Adapting to Unknown Low-Dimensional Structures in Score-Based Diffusion Models

Gen Li,Yuling Yan
2024-05-24
Abstract:This paper investigates score-based diffusion models when the underlying target distribution is concentrated on or near low-dimensional manifolds within the higher-dimensional space in which they formally reside, a common characteristic of natural image distributions. Despite previous efforts to understand the data generation process of diffusion models, existing theoretical support remains highly suboptimal in the presence of low-dimensional structure, which we strengthen in this paper. For the popular Denoising Diffusion Probabilistic Model (DDPM), we find that the dependency of the error incurred within each denoising step on the ambient dimension $d$ is in general unavoidable. We further identify a unique design of coefficients that yields a converges rate at the order of $O(k^{2}/\sqrt{T})$ (up to log factors), where $k$ is the intrinsic dimension of the target distribution and $T$ is the number of steps. This represents the first theoretical demonstration that the DDPM sampler can adapt to unknown low-dimensional structures in the target distribution, highlighting the critical importance of coefficient design. All of this is achieved by a novel set of analysis tools that characterize the algorithmic dynamics in a more deterministic manner.

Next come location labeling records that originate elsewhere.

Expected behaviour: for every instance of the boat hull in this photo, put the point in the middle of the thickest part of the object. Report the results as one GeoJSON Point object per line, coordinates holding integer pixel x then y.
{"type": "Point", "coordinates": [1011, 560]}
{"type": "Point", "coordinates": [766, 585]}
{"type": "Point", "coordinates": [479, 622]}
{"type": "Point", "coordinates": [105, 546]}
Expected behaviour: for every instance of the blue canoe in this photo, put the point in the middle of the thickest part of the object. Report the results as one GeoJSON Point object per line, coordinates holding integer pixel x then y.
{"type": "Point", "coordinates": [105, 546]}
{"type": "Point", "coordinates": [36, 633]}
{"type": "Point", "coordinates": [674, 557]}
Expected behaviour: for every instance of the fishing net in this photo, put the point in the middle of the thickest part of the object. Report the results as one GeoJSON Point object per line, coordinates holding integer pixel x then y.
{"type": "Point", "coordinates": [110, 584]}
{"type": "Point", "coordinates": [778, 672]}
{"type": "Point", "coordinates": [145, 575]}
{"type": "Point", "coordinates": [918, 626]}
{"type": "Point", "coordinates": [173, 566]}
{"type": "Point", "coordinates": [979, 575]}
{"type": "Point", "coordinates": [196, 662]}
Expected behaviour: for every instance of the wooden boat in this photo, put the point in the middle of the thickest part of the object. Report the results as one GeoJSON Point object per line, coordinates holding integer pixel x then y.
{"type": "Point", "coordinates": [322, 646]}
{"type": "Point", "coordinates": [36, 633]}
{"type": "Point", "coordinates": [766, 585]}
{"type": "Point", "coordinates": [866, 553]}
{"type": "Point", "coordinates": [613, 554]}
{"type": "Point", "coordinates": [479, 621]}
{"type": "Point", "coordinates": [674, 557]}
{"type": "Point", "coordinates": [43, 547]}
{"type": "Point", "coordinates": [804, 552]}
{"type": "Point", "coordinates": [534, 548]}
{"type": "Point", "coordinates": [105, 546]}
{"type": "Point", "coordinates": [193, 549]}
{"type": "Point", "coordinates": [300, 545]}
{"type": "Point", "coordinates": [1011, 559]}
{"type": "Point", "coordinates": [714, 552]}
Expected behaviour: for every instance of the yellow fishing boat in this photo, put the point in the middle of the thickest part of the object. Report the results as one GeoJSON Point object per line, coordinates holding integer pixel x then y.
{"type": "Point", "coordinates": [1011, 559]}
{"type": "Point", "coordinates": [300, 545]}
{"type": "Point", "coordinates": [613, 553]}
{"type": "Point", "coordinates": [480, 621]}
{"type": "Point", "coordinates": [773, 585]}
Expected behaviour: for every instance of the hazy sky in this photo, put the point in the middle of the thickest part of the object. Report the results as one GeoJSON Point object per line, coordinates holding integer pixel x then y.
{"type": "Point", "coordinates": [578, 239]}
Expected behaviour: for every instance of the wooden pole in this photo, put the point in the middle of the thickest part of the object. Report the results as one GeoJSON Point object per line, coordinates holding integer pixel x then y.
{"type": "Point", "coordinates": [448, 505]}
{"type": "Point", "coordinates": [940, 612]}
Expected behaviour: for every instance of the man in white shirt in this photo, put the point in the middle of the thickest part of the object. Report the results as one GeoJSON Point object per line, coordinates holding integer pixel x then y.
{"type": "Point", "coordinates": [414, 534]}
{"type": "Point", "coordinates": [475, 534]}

Machine Learning,Artificial Intelligence,Statistics Theory
What problem does this paper attempt to address?
This paper mainly discusses the adaptability of fractional diffusion models in handling low-dimensional structured data. Existing theoretical analyses are insufficient when low-dimensional structures are present, and this paper aims to address this limitation. The research object is the Denoising Diffusion Probability Model (DDPM), which generates high-quality new data from the target distribution through a step-by-step denoising process. The paper points out that although DDPM performs well on complex distributions such as images, audio, and text, its performance is affected by two sources of error: discretization error (due to limited number of steps) and fractional estimation error (due to inaccurate fractional estimation). Current theory suggests that to achieve a certain accuracy, the number of steps needs to be proportional to the dimension of the problem, which contradicts the number of steps required in practice (e.g., for natural image datasets). The paper proposes that the distribution of natural images tends to concentrate on low-dimensional manifolds in high-dimensional space, so a reasonable assumption is that the convergence rate of the DDPM sampler depends on the intrinsic dimension of the target distribution rather than the ambient dimension. The paper proves that by designing specific coefficients, the errors of the DDPM sampler can be measured by the total variation distance and are independent of the ambient dimension, mainly depending on the intrinsic dimension. Furthermore, the paper also demonstrates the uniqueness of this coefficient design in avoiding discretization error at each step. The main contributions of the paper include: 1. Providing an upper bound on the error of the DDPM sampler, showing that after a sufficient number of steps, the error is proportional to the square root of the intrinsic dimension k, with the relationship to the ambient dimension d only reflected in the logarithmic factor. 2. Demonstrating that the chosen coefficient design is to some extent unique and can avoid discretization error being proportional to the ambient dimension. 3. This is the first theoretical proof that the DDPM sampler can adapt to unknown low-dimensional structures in the target distribution. Through these discoveries, the paper bridges the gap between the theory and practice of the DDPM sampler and emphasizes the importance of coefficient design.